Below are the major changes of the released versions and links to more detailed release notes.
Quick note: This is the very last release of the 0.4.6.x series which has been end of life (EOL) since August 1st, 2022. Do upgrade to the 0.4.7.x series as soon as possible.
Finally, we STRONGLY urge everyone to upgrade to our latest stable (0.4.7.9) if possible considering the importance of the fixes we are releasing today.
These releases have multiple minor fixes that were backported for 0.4.5.x and 0.4.6.x. The rest of the fixes aim at helping with the ongoing DDoS on the network mainly to reduce memory pressure on the relays and improve our DoS mitigation measures.
As for 0.4.7.x new stable release, the major bugfixes are explained below.
We’ve implemented RFC3742 (Limited Slow Start). In short, congestion control was overshooting the congestion window during slow start, particularly for onion service activity.
With this fix, we now update the congestion window more often during slow start, as well as dampen the exponential growth when the congestion window grows above a capping parameter. This should reduce the memory increases guard relays were seeing, as well as allow us to set lower queue limit to defend against ongoing DoS attacks.

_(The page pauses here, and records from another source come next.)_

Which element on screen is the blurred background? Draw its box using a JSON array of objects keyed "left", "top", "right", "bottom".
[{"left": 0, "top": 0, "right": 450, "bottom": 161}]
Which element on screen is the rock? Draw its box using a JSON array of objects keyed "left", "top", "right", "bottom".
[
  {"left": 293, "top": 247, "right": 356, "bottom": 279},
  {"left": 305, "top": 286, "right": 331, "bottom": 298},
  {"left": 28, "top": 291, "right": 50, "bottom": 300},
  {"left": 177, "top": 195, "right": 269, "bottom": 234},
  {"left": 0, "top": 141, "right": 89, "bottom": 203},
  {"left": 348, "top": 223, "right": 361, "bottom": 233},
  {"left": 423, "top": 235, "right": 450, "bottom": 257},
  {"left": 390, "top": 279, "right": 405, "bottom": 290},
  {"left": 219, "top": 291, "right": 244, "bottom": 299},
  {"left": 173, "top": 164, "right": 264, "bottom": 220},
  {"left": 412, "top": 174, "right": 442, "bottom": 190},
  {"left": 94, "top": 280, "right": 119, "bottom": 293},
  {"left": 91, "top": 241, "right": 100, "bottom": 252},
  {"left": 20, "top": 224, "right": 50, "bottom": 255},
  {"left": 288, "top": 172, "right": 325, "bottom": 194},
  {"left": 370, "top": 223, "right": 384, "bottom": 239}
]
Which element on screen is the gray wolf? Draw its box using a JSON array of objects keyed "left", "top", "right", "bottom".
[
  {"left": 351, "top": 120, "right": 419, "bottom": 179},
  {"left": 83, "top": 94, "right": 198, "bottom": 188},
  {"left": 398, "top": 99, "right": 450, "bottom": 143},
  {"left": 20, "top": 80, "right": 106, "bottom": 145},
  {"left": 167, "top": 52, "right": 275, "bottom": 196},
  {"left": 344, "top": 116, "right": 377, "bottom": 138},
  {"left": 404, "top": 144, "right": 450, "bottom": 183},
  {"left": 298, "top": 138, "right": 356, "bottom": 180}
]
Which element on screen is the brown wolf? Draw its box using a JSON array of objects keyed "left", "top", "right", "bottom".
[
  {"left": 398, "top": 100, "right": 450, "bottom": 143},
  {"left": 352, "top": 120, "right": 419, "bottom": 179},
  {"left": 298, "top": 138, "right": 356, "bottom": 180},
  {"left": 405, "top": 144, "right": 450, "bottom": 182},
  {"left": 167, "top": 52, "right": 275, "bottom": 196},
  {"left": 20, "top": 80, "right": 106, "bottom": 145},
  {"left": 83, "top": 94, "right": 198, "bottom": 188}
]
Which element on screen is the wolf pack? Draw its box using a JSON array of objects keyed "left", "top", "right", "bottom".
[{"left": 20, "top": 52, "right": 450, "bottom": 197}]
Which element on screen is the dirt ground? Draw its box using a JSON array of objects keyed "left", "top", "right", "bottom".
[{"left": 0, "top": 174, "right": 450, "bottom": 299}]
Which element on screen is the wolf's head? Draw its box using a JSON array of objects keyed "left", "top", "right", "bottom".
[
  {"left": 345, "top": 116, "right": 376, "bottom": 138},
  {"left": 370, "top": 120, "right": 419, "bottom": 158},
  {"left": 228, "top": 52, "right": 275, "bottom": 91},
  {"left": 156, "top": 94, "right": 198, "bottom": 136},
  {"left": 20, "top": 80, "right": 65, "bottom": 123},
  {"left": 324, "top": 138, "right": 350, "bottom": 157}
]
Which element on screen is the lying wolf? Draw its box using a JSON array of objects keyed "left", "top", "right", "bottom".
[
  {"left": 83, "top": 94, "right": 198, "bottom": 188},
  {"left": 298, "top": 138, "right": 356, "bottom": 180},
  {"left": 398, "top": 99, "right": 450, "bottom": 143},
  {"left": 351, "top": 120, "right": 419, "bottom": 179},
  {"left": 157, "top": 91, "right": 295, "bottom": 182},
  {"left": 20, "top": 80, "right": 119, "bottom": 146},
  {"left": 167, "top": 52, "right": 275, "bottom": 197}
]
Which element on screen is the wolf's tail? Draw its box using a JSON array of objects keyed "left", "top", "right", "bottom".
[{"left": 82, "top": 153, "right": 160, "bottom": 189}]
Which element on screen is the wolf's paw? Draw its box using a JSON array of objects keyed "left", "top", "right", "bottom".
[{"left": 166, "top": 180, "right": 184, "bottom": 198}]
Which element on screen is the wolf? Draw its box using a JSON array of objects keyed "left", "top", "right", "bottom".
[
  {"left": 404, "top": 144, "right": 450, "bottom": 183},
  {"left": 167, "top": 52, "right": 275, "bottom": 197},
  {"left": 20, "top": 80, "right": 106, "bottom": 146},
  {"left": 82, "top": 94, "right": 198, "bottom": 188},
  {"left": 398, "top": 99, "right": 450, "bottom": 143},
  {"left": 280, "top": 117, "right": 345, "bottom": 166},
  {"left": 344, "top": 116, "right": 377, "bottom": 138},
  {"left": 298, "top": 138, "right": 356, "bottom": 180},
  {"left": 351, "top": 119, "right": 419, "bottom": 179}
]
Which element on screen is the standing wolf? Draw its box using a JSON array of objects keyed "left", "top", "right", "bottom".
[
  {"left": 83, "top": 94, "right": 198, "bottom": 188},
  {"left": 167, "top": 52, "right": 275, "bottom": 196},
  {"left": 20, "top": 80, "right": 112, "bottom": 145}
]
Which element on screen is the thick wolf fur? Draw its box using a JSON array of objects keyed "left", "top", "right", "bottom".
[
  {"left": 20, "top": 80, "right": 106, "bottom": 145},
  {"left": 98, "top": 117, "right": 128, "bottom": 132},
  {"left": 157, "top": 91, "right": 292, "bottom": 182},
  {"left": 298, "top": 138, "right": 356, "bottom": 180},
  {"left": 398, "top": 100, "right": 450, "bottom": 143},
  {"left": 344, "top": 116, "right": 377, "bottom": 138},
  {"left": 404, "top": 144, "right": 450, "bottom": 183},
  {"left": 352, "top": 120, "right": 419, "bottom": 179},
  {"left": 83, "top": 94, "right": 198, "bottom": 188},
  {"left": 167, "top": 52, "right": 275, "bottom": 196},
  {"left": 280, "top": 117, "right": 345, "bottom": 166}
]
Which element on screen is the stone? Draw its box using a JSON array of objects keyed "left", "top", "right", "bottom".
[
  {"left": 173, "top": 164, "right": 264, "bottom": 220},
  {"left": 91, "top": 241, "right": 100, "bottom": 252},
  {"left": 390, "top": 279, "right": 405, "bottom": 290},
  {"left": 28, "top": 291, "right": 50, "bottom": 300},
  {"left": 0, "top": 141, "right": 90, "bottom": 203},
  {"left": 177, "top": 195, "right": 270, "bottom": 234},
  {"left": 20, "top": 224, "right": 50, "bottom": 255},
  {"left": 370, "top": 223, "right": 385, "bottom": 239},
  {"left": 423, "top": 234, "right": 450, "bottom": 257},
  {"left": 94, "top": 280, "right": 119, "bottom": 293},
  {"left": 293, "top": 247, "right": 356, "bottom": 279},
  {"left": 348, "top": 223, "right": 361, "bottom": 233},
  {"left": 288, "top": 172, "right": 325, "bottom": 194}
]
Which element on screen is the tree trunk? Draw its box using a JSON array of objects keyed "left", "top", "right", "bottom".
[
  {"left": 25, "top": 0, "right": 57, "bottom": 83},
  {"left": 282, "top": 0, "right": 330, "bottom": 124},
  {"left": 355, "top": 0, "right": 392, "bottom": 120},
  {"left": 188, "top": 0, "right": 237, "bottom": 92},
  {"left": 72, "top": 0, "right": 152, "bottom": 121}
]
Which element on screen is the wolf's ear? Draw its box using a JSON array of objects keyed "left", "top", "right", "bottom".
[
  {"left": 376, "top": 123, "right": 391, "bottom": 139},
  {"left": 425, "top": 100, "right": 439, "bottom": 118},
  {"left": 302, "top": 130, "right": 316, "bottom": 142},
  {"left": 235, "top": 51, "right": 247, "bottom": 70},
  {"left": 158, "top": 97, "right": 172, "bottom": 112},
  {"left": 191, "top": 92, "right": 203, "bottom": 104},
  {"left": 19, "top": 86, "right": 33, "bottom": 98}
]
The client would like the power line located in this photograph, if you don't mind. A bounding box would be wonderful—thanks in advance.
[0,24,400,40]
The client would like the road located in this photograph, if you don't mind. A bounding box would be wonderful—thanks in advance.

We’ve also made several major fixes in an attempt to limit memory pressure at relays. In that process, we’ve also eliminated a theoretical possible side-channel for extra safety. Please see the release notes for more details.
We’ve also added several
torrc options in order to help us tune the
Guard flag assignation algorithm. This is especially important in a situation where the network loses Guard relays due to ongoing large scale attacks. We now have knobs to help us tweak the algorithm depending on network conditions which our Network Health team is constantly monitoring.